The Authority’s Director-General, Thomas Kofi Alonsi, said the legal department has been instructed to go to court and obtain the necessary orders that will allow the regulator to lawfully seize and destroy these boats.
Speaking to security chiefs at the Western Naval base, who told him that the illegal fuel trade along the coast in the Central Region and Takoradi enclave had assumed alarming proportions and become a menace in the area, he stressed that the activities of these illegal boats – locally called Dendeys – will be dealt with.
Disguised as fishing boats, these massive wooden vessels have the storage capacity for tens of thousands of litres and are propelled by twin-outboard motors – going to the high seas mostly at night, when criminal oil tanker ships dock. Tonnes of fuel are pumped from the tankers into the Dendeys (wooden boats), which sail to different beaches and discharge their content into waiting road fuel tankers on the blindside of tax and other regulatory authorities.
When asked why the boats would not be used for another purpose to prevent them from being destroyed, the GMA said the boats are fashioned for the sole purpose of this illegal activity and therefore could not be put to any other use – resulting in the decision to destroy them when seized.

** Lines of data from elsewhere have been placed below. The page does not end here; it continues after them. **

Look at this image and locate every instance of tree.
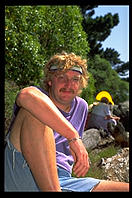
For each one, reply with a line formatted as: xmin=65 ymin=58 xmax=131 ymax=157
xmin=114 ymin=62 xmax=129 ymax=79
xmin=101 ymin=48 xmax=129 ymax=80
xmin=88 ymin=55 xmax=129 ymax=104
xmin=81 ymin=6 xmax=119 ymax=58
xmin=80 ymin=6 xmax=129 ymax=103
xmin=80 ymin=73 xmax=96 ymax=105
xmin=101 ymin=47 xmax=122 ymax=66
xmin=5 ymin=5 xmax=89 ymax=87
xmin=80 ymin=5 xmax=98 ymax=17
xmin=5 ymin=6 xmax=45 ymax=87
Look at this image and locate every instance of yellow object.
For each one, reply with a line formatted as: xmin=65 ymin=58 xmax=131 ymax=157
xmin=96 ymin=91 xmax=114 ymax=105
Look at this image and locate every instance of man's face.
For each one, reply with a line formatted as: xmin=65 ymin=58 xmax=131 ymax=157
xmin=48 ymin=70 xmax=81 ymax=107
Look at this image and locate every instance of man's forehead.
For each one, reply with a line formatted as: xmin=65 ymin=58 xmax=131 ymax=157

State losing revenues, environment polluted
The state loses large amounts of revenue and regulators lose levies as a result of the fuel smugglers illegal activities. But that may not be the only headache of regulators, as large quantities of fuel – mostly diesel – spill on the beaches, causing pollution and other environmental hazards. The illegally procured fuel, which is usually of low quality, ends up on the market – having escaped the regulatory scrutiny and quality assurance of the National Petroleum Authority (NPA), posing serious risks to vehicles.
The annual report of the Chamber of Bulk Oil Distributors (CBOD) on activities in the downstream petroleum subsector showed that the country in 2018 saved nearly GH¢1billion that would have otherwise been lost through smuggling of the products.
The report showed that GH¢952million was saved by blocking the sale of illicit sale of petroleum products in the country in 2018. This was a reversal from the losses made in the last three years – 2015 to 2017 – through unaccounted stock and evasion of taxes.
These boats must be stopped immediately
At the meeting with the Ghana Maritime Authority, the Head of Marine Police, DCOP Iddi Seidu, and the Western Naval Command’s Commodore E.A. Kwafo, the Acting Flag Officer Commanding at the Western Naval Command, painted a painfully bleak picture of risks posed by the Dendeys. “We are rearing a monster that will one day consume all of us,” he said tersely.
Commodore Kwafo said the owners of these boats, if not stopped, may become emboldened and even start using their boats to cart other illicit products, such as weapons and drugs. He praised the GMA for instituting the night patrols which have led to the arrest and seizure of some ships and Dendeys engaged in illegal bunkering.
The Director General of GMA, Thomas Alonsi, who was accompanied by his two deputies, Daniel Appianin and Yaw Antwi Akosa, as well as the head of Legal and Board Secretary, Patience Ella Diaba, commended the Naval Command and Marine Police for detailing armed men to provide security for the night patrols.
He said it is fiercely urgent for the illegal fuel dealers to be reined-in and put on a leash.
“The building of these boats is itself in violation of the GMA’s regulations; because by law they are required to obtain a permit from us to build such vessels. My officers here, however, tell me no one has ever applied for any such permit,” he said, adding that beyond this the boats are supposed to be registered and licenced to go to sea, but none of the Dendeys are registered or licenced or even marked. “This is not right,” he said.
The head of the Ghana Maritime Authority at Takoradi, Captain William E. Thompson, explained that destroying the boats would achieve a number of things – make it unprofitable to engage in fuel smuggling, protect fuel consumers from substandard products, and generate revenue for the state.